Campus events celebrate Indigenous Peoples’ Day

A powwow will take place at noon on Sunday, Oct. 7, followed a TD College Tea featuring Native scholar Andrew Curley on Oct. 8 at 4:30 p.m.
2018 ANAAY Powwow logo

This year’s Association of Native Americans at Yale Powwow coincides with the celebration of Indigenous Peoples’ Day and with ANAAY’s 25th anniversary.

Two major events have been planned on campus in celebration of Indigenous Peoples’ Day, officially marked on Monday, Oct. 8.

Indigenous Peoples’ Day (IPD) is a celebration of Native peoples’ resistance and survival amidst centuries of settler colonialism. IPD also serves as a time for the Native community to showcase our vibrant cultures and rich histories,” says Alanna Pyke, the president of the Association of Native Americans at Yale, who is Kanien'kéha (Mohawk).

This year, we, the Association of Native Americans at Yale (ANAAY), are happy to host a powwow in honor of Indigenous Peoples’ Day. We hope that the powwow will be an opportunity for the Yale community to learn more about Native cultures and to further promote the University's goals in diversity, inclusivity, and more broadly, to foster a welcoming environment to students from all backgrounds.”

The powwow — featuring dancing, singing, and socializing — will take place on Sunday, Oct. 7, at noon at Coxe Cage, 257 Derby Ave. on what is the traditional homeland of the Quinnipiac people. The powwow coincides with ANAAY’s 25th anniversary. In the fall of 2017, ANAAY revived the annual Yale powwow after a 10-year hiatus.

The event will be emceed by Chris Newell (Passamaquoddy), manager of museum education at the Pequot Museum in Mashantucket, Connecticut and co-founder and director of education for the Akomawt Educational Initiative. The arena director for the event is Urie Ridgeway, a citizen and former councilperson of the Nanticoke Lenni-Lenape Tribal Nation from Bridgeton, New Jersey. Known throughout the powwow trail as the “Tasmanian Devil” for his fancy dance style, Ridgeway is also a member of the drum group Red Blanket Singers. Dinée Dorame ’15, a citizen of the Navajo Nation who is a fancy shawl and jingle dress dancer, will be the head woman dancer. Dorame is currently the associate director of College Horizons, a national pre-college program for Native high school students based in New Mexico. She formerly served as assistant director at Yale Undergraduate Admissions. E.J. Plainbull Jr. (Mashantucket Pequot) will be the head man dancer.
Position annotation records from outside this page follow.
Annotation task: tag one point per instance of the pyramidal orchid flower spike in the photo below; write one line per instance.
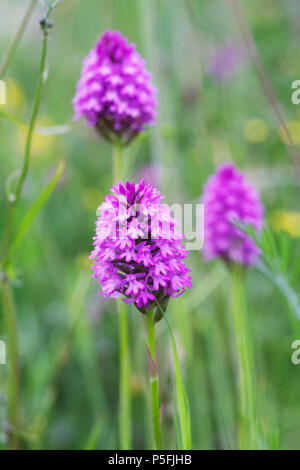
(115, 93)
(229, 197)
(138, 252)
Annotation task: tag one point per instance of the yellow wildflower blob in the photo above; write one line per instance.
(15, 96)
(42, 145)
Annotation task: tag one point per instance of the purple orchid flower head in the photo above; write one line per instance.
(228, 198)
(137, 250)
(115, 92)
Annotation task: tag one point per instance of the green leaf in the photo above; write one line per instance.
(182, 399)
(93, 440)
(37, 206)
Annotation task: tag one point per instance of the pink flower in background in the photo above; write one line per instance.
(138, 252)
(115, 93)
(229, 197)
(225, 61)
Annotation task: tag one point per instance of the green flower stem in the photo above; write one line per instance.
(125, 427)
(10, 317)
(117, 162)
(182, 398)
(14, 198)
(15, 42)
(247, 407)
(153, 369)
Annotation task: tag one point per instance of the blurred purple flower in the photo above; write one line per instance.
(150, 173)
(138, 251)
(225, 61)
(229, 197)
(115, 92)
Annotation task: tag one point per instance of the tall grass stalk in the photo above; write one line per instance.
(10, 317)
(17, 38)
(125, 427)
(7, 293)
(154, 380)
(247, 397)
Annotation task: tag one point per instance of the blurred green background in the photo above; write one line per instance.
(211, 109)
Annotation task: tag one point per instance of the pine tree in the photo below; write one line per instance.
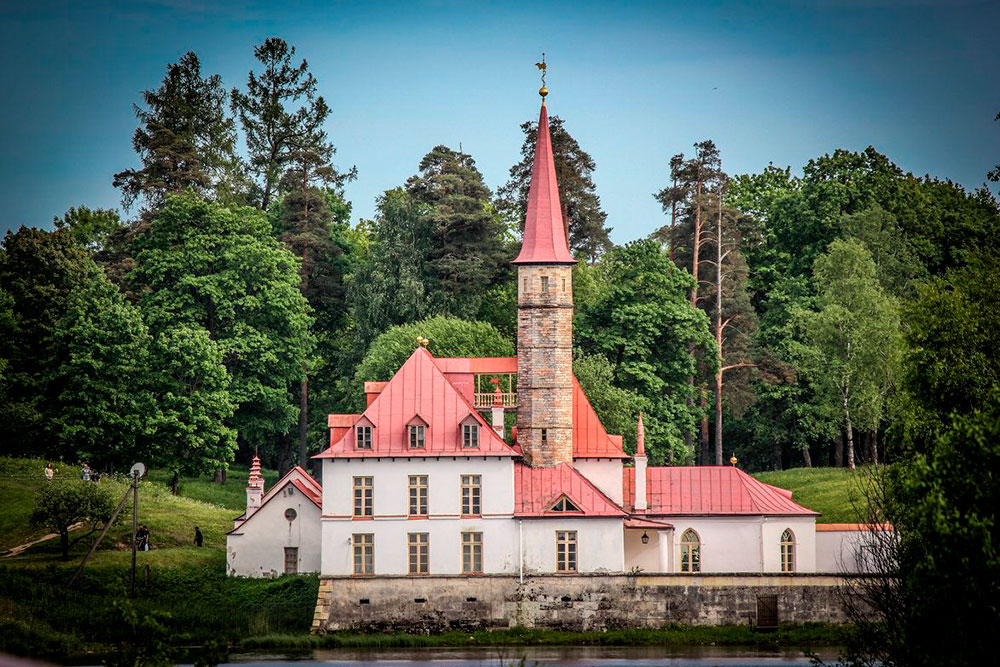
(185, 140)
(283, 118)
(467, 248)
(581, 207)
Energy development and indigenous nations

At a college tea on Monday, Oct. 8, Native scholar Andrew Curley will discuss the issue of energy and development on indigenous nations and their lands in the United States and Canada. His talk will take place at 4:30 p.m. in the Timothy Dwight Head of College House, 63 Wall St. This event is co-sponsored by ANAAY.

Curley is an assistant professor in the Department of Geography at the University of North Carolina-Chapel Hill. He is a Diné who has done extensive research on coal mining in the Navajo Nation. His current work focuses on indigenous geography, resource conflicts, energy water rights, land, tribal sovereignty, and Navajo (Diné) studies.

Following the tea, at 6 p.m., ANAAY will host an intercultural dinner/reception in the lecture hall of Rosenfeld Hall, 109 Grove. St. at the corner of Grove and Temple streets. The hall is entered from Temple St.

Both the powwow and the talk are free and open to the public. The dinner is open to members of the Yale community only at no cost.